世界を変える学校[21]桐光の知①
☆桐光学園が、2007年に実施した大学訪問授業を一冊の本にしました。そのタイトルは「大学授業がやってきた!知の冒険」(水曜社)です。あらゆる分野の大学教授18人の講義がまとめられています。
☆この出版の意義は、革命的です。創立30周年記念事業の一環であることの奥の深さが伝わってきますね。単純に30年たったから節目として、30周年史を出版しようというのもそれはそれで自らの系譜をたどる意味で重要ですが、授業の中身を出版しようというこの試みは新鮮です。桐光が30年で大飛躍し、これからも内生的成長を続けるだろう成熟期を迎えたことを象徴する一冊ですからね。
☆18人もの大学の教授とジョイントするだけでもすさまじく多忙なプロジェクトであることがすぐに思い浮かべることができます。
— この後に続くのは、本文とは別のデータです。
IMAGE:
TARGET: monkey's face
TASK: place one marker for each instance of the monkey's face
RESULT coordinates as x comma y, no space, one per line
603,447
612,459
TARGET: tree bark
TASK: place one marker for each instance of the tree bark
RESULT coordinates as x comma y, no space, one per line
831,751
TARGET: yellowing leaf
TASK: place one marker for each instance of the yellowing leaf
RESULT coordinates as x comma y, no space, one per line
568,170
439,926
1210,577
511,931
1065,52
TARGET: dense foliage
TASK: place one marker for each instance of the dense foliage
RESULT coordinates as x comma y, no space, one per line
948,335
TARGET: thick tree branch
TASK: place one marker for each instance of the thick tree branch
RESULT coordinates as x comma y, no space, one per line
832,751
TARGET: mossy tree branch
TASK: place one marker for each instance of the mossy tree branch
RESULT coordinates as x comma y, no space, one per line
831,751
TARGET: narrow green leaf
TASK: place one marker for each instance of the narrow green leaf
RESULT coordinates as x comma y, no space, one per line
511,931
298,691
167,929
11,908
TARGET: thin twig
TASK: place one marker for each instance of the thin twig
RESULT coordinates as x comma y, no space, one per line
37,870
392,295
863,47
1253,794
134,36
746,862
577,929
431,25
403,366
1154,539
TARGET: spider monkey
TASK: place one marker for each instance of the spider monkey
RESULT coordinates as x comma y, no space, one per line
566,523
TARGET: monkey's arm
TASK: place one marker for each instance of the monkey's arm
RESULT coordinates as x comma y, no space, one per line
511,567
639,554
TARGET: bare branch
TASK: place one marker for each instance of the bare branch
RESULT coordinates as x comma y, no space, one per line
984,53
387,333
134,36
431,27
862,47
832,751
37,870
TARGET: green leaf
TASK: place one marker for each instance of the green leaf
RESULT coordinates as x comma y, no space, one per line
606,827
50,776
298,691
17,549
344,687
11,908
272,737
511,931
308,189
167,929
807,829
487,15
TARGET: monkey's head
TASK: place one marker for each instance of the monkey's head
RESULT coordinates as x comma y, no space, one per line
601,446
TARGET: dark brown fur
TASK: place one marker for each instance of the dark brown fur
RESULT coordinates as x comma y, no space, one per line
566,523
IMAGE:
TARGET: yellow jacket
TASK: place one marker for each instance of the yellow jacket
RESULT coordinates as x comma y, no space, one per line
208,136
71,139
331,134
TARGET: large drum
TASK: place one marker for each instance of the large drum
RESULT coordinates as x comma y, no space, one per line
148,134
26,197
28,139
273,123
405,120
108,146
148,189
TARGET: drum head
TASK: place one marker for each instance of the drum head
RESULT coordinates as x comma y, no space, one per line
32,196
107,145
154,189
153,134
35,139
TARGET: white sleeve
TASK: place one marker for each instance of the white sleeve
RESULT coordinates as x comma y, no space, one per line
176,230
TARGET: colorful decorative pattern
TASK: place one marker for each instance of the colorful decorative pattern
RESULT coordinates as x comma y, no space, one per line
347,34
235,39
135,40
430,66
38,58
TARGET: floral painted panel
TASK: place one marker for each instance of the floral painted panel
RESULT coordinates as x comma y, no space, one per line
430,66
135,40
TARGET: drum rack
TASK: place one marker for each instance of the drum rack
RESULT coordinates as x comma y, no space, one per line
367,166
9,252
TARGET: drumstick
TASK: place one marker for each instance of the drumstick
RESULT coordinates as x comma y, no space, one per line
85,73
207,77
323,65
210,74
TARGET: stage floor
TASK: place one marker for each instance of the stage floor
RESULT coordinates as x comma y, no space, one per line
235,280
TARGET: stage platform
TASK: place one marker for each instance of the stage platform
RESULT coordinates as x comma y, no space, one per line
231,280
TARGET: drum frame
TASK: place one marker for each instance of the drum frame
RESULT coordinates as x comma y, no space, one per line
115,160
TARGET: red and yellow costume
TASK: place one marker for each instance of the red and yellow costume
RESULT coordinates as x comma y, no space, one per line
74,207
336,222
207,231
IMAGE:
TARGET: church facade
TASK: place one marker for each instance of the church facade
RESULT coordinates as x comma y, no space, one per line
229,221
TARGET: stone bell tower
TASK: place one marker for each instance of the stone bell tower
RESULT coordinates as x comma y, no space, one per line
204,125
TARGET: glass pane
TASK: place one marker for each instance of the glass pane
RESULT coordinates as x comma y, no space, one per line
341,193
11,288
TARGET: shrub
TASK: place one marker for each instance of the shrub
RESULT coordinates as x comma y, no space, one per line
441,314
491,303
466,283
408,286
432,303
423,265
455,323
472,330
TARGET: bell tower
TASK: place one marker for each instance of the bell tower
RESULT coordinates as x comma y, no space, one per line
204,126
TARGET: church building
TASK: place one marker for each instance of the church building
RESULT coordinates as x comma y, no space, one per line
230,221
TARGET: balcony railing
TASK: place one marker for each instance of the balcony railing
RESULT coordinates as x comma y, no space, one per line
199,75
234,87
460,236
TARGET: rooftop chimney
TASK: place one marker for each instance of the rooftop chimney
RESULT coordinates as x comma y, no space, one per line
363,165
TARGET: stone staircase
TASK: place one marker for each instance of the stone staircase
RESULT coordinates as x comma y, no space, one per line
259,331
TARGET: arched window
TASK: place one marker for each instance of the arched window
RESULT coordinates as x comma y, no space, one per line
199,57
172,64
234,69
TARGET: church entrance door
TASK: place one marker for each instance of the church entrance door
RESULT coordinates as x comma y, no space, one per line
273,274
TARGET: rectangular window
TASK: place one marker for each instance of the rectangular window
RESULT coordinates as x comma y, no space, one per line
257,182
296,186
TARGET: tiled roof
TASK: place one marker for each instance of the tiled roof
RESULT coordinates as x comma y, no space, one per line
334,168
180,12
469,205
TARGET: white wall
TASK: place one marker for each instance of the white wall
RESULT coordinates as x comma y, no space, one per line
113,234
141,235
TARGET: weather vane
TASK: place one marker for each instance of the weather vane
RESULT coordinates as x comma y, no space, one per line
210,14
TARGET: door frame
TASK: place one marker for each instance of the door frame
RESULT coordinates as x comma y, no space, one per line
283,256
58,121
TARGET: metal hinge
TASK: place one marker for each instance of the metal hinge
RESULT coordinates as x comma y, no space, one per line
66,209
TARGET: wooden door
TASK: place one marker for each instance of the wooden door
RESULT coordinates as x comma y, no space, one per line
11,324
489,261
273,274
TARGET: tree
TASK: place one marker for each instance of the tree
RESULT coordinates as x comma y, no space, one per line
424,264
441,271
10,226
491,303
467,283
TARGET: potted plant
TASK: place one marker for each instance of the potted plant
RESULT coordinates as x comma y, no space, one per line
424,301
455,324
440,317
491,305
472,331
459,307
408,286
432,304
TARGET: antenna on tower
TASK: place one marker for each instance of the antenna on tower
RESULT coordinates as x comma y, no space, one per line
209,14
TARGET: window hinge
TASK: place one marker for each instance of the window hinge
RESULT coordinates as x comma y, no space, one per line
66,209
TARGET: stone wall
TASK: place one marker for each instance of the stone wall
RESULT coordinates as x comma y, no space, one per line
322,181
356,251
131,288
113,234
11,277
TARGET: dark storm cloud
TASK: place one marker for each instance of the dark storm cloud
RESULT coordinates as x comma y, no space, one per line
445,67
単純にアポをとって、当日までの資料づくりだとか、場所の設営などの運営をして終わりというわけにはいかないのですね。
☆思想分野、医学分野、最先端技術分野、経済分野、法学分野、芸術分野などなどあらゆる領域に対する見識を広め深める先生方の膨大な探究と生徒の興味とマッチングを図るマーケティングの作業が大前提にあるわけです。
☆大学進学指導だけしているのなら、こんな時間と労力をかける必要はないのですが、なぜこんなことをするのでしょうか。これだけ大学進学実績を出していれば、それだけで生徒も集まってくるのですから、経営的にも何の問題もないはずです。にもかかわらず!
☆伊奈校長は巻頭言でこう語っています。
これから挑もうとする『知の冒険』に潜む胸躍らせる希望の存在と、その旅立ちのための中学高等学校での学びの意味を生徒たちに明示・・・
☆美しいフレーズですね。大学進学実績を上げるための進学重点指導をはるかに超える高邁な精神。これが教育そのものです。桐光の先生方は、ビジネスでもボランティアでも起業でもない、教育そのものに奉仕しているのです。生徒が日々大きく変化し、羽ばたいていける理由がここにあるのです。